Sachsens Justiz in Erklärungsnot
DRESDEN/DPA – Zahlreiche Ungereimtheiten beim Suizid des Terrorverdächtigen Dschaber al-Bakr in einem Leipziger Gefängnis bringen Sachsens Justiz in Erklärungsnot. Der als hochgefährlich eingestufte Syrer war am Mittwoch in seiner Zelle erhängt aufgefunden worden. Parteiübergreifend wurde Kritik daran laut, dass die Verantwortlichen nicht erkannten, dass er sich das Leben nehmen könnte.

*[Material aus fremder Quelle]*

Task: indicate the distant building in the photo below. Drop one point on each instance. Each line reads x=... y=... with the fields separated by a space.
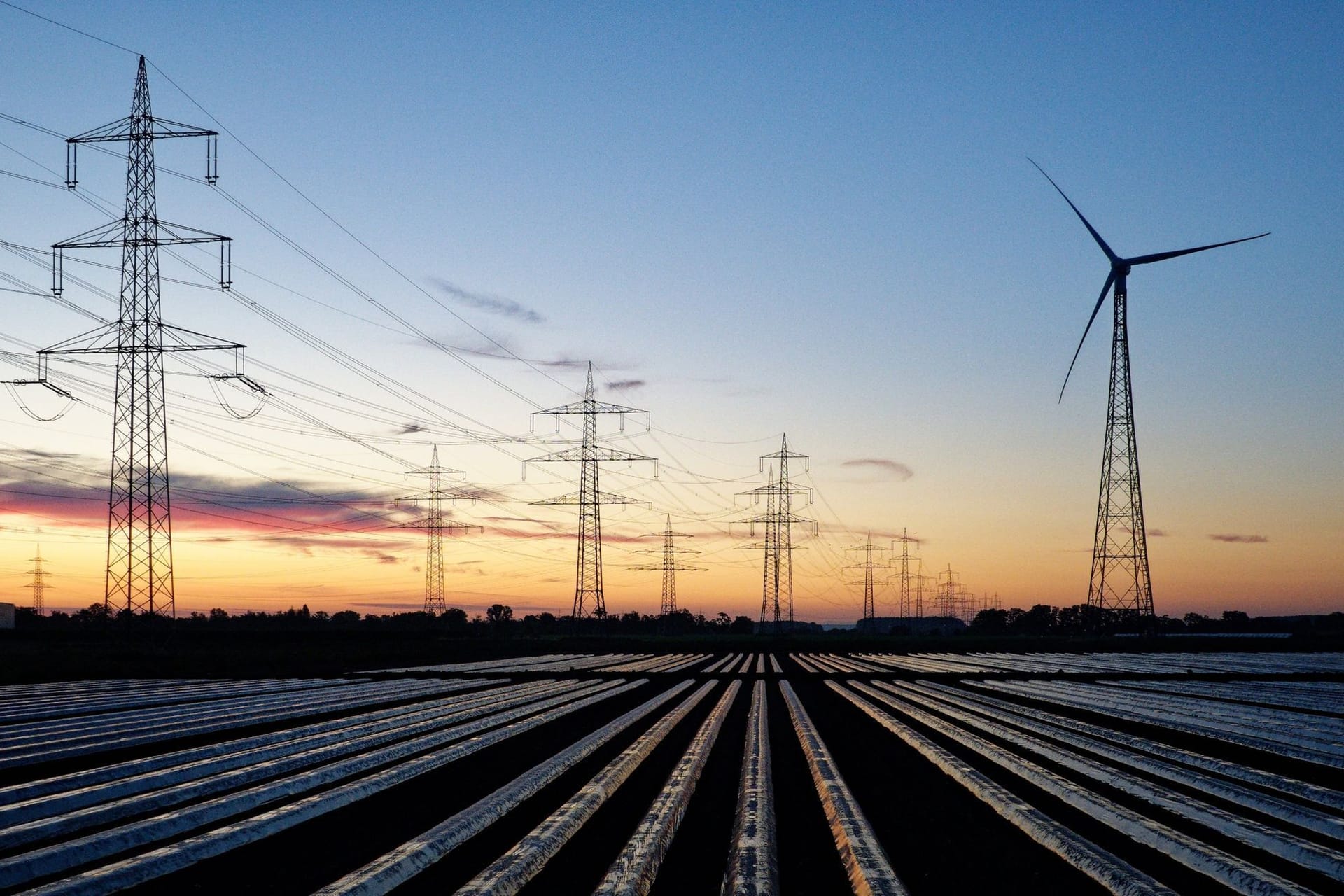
x=918 y=626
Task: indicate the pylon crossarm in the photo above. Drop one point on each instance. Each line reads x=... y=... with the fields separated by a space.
x=580 y=453
x=113 y=234
x=124 y=130
x=592 y=407
x=604 y=498
x=96 y=342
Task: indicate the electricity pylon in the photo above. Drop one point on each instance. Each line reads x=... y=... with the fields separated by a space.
x=778 y=520
x=920 y=582
x=588 y=580
x=140 y=574
x=670 y=564
x=869 y=566
x=948 y=592
x=435 y=527
x=38 y=584
x=904 y=577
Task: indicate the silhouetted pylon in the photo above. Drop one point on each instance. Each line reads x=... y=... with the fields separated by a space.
x=589 y=454
x=435 y=528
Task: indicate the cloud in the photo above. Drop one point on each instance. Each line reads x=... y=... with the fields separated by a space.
x=1241 y=539
x=891 y=469
x=491 y=304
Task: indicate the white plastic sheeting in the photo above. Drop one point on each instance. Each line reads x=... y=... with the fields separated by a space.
x=862 y=855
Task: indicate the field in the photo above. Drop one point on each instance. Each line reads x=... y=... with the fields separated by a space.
x=689 y=773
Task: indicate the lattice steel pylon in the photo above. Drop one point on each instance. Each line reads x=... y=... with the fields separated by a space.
x=38 y=584
x=778 y=520
x=670 y=564
x=869 y=582
x=140 y=571
x=949 y=590
x=435 y=528
x=589 y=454
x=1120 y=575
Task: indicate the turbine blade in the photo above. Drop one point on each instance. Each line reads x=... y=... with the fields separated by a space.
x=1096 y=308
x=1091 y=229
x=1161 y=257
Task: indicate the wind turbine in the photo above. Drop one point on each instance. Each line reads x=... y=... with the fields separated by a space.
x=1120 y=551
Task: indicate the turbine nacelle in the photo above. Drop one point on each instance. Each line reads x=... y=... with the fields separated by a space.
x=1120 y=267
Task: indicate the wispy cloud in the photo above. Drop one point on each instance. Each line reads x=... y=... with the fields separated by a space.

Die Affäre um die Terroristenjagd in Sachsen wird zu einem Panoptikum deutscher Zustände. Grell werden da die Lage des Staates und die Geistesverfassung seiner Bürger beleuchtet. Es ist kein freundliches Bild.
Als in der Nacht zum Donnerstag der Selbstmord des syrischen Bomben-Bauers Dschaber al-Bakr bekannt wurde, überschlugen sich die sozialen Netzwerke wie Facebook und Twitter. Die Lufthoheit hatten Verschwörungstheoretiker, die schnell von staatlichem Mord fabulierten und geradezu zwanghaft Parallelen zum Tode der RAF-Terroristen in Stuttgart-Stammheim vor fast 40 Jahren konstruierten. Aber es waren eben nicht nur notorische Aluhut-Träger, die da, von tiefstem Misstrauen gegen den Staat beseelt, ihre Kommentare ins Netz jagten. Dass sich unter den Augen der Justiz der Hauptverdächtige in einem spektakulären Terrorfall einfach so in seiner Zelle aufhängen konnte, kam so manchem Normalbürger derart absurd vor, dass nicht nur das Wort „Bananenrepublik“allgegenwärtig war, sondern auch Verschwörungstheorien fröhliche Urständ feierten. Man kann das fast schon verstehen.
Längst häuft sich staatliches Versagen in einem Ausmaß, dass Vertrauensschwund eine natürliche Folge ist. In Sachsen sehen Polizei und Justiz seit Monaten nicht gut aus. Im August verlieren Polizisten mitten in einer Großstadt eine Maschinenpistole, die Anschläge linker Terrorgruppen auf Bundeswehrfahrzeuge werden nicht aufgeklärt, in Leipzig liefern sich Linke und Rechte Straßenschlachten, ein ganzer Stadtbezirk verkommt zu einem linksradikalen Refugium – und nun der Selbstmord, der auf eine Kombination von Schlamperei und professionellen Fehlleistungen zurückzuführen ist. Aber auch anderswo blamiert sich der Staat: In Niedersachsen verschlampen Behörden Warnungen vor dem Terrormädchen Safia S. Die Behörden mehrerer Länder machen in der NSU-Affäre eine erbärmliche Figur, und die Asylkrise der vergangenen Monate riecht so manchem Deutschen verdächtig nach Staatsversagen.
Die Al-Bakr-Affäre offenbart also eine tiefe Vertrauenskrise zwischen den Bürgern und ihrem Staat, wie es sie in den Jahren seit 1949 kaum jemals gegeben hat. Das ist etwas, worüber man sich wirklich Sorgen machen muss.